By: Morey Hershgordon


The Quinnipiac women’s basketball team traveled to Philadelphia for the second consecutive season. This time, it was one game, not two. Monday afternoon’s affair against the Drexel Dragons did not go as planned. Quinnipiac shot just 22.7% from the floor en route to a 62-49 loss at the Daskalakis Athletic Center. The team is now off for a week until it travels to face nationally-acclaimed Florida Gulf Coast University on Dec. 28. Below are three takeaways from the game:

A 10-day break in action was evident early on

Quinnipiac hosted Manhattan on Saturday Dec. 6 and lost for the first time at home in 17 games 52-42. The Bobcats shot 21.3% from the field. The next game it scored 71 points in a double-digit victory at Northeastern. Then, it was dreaded finals week. Long hours of studying coupled with lackadaisical practices resulted in a slow start Monday. Quinnipiac opened the game shooting 1-for-9 and finished the first half at a miserable 14.7%. It was 0-for-11 from three.

Fabbri: “Eleven points, totally anemic. Just really hard to watch. I thought our practices back were not our best. We weren’t at our best. For whatever reason they weren’t sharp, they weren’t what they needed to be.”

No Gold Rush meant a lot of confusion

Tricia Fabbri has nurtured her program into one that relies on depth. She approaches every recruit that way. She approaches every practice that way. And she approaches every game that way. For the first time in the better part of four years, Tricia Fabbri and Co. went an entire game without runnning the patented Quinnipiac “Gold Rush”. The five-in, five-out substitution method was not utilized. The Bobcats have 15 players on their roster. Bri Ramos and Jen Fay are out for the season and Edel Thornton and Morgan Manz were sidelined. That left only 11 active players, two of which were walk-ons. Realistically, that leaves just nine. Then, Brittany Johnson and Paula Satrautmane each picked up two personal fouls early in the contest. The lack of depth and familiarity with a new system was apparent.

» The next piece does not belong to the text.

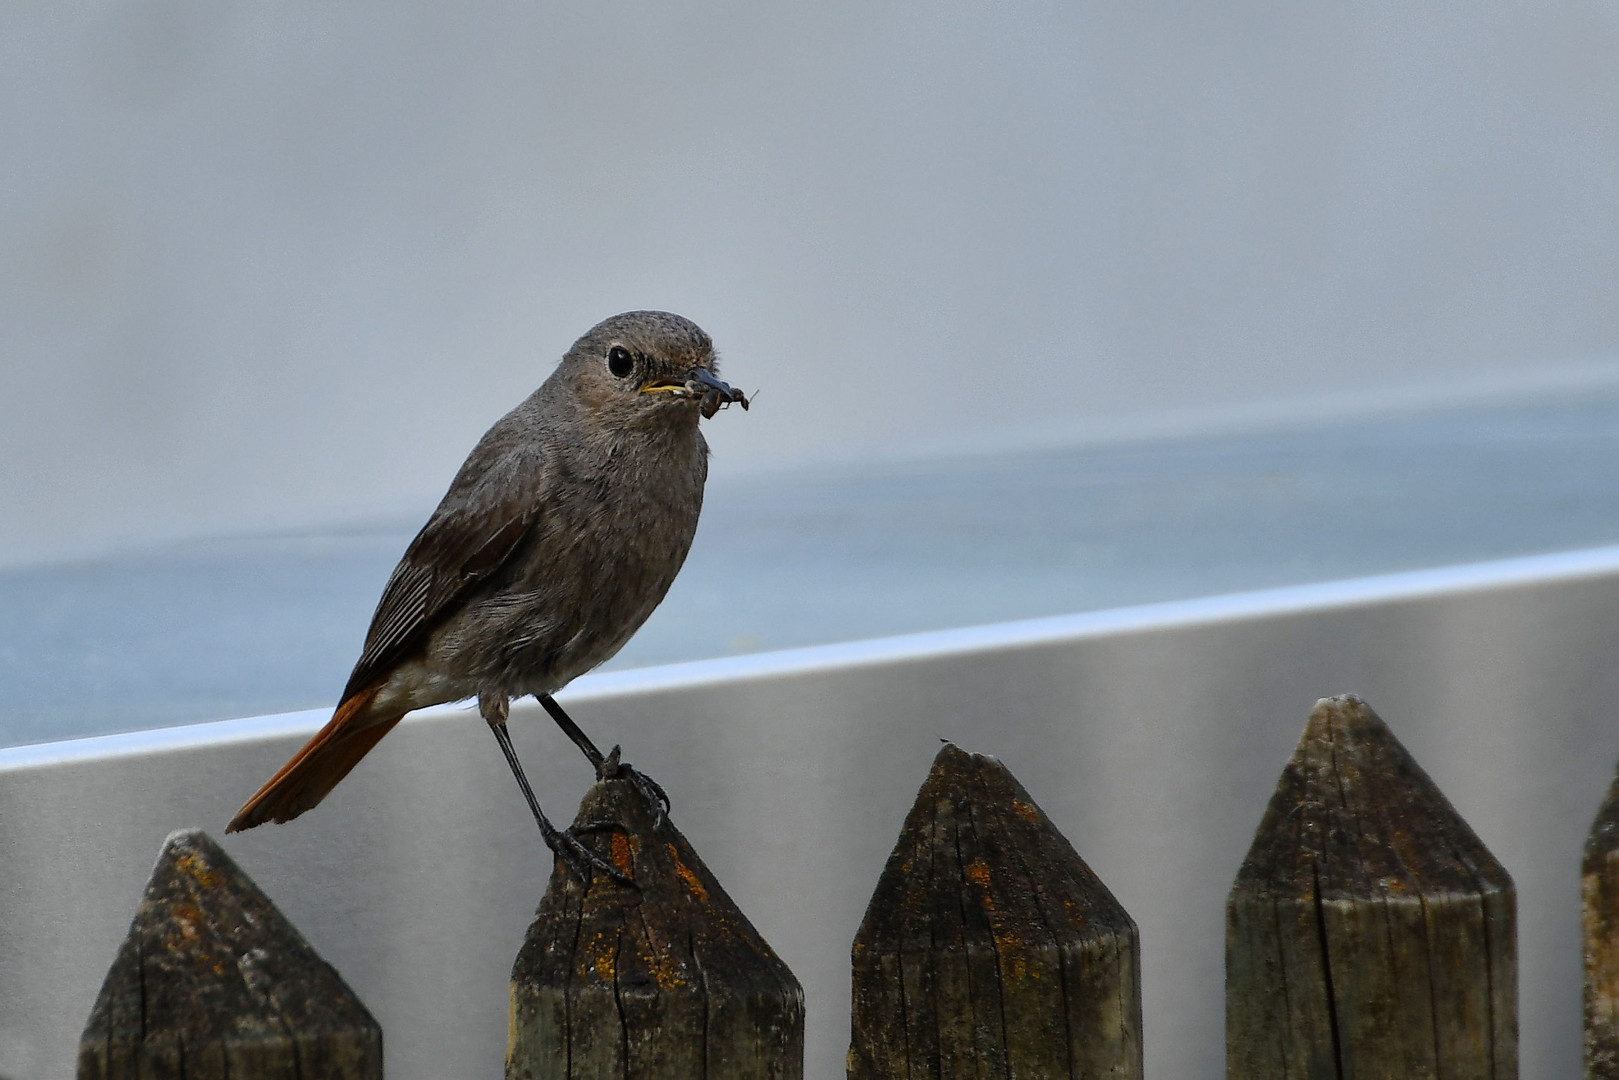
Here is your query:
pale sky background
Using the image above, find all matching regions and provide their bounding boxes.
[4,1,1619,566]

Fabbri: “Anything that’s change to this team, has an affect on us. We needed 20 minutes somehow to figure out something really new. For [a program] that’s ran five in and five out for how long. And it negatively affected us for the first 20 minutes.”

Nonetheless, the grit and fight will always be there

Despite its third lowest scoring first half in program history, Quinnipiac came out of the locker room with the first 20 minutes behind itself and fought hard in the final half. The Bobcats edged the Dragons in the second half outscoring the hosts 38-36. Grit and toughness were displayed. Despite being down by more than 20 points, players were on the floor diving for loose balls, were in the right spots to draw charges and were crashing the offensive glass to create second and third opportunities. The Bobcats used a 12-0 run in the fourth quarter to cut a 22-point deficit to just 10 with 3 minutes remaining. But, it never saw its deficit reach single digits.

Fabbri: “You just have to fight through it. You know, you have to get better. You have to improve offensively. It’s a challenge. It’s just the growth and the inconsistencies that we’re going to have to handle and keep perspective on. And not get too high or too low.”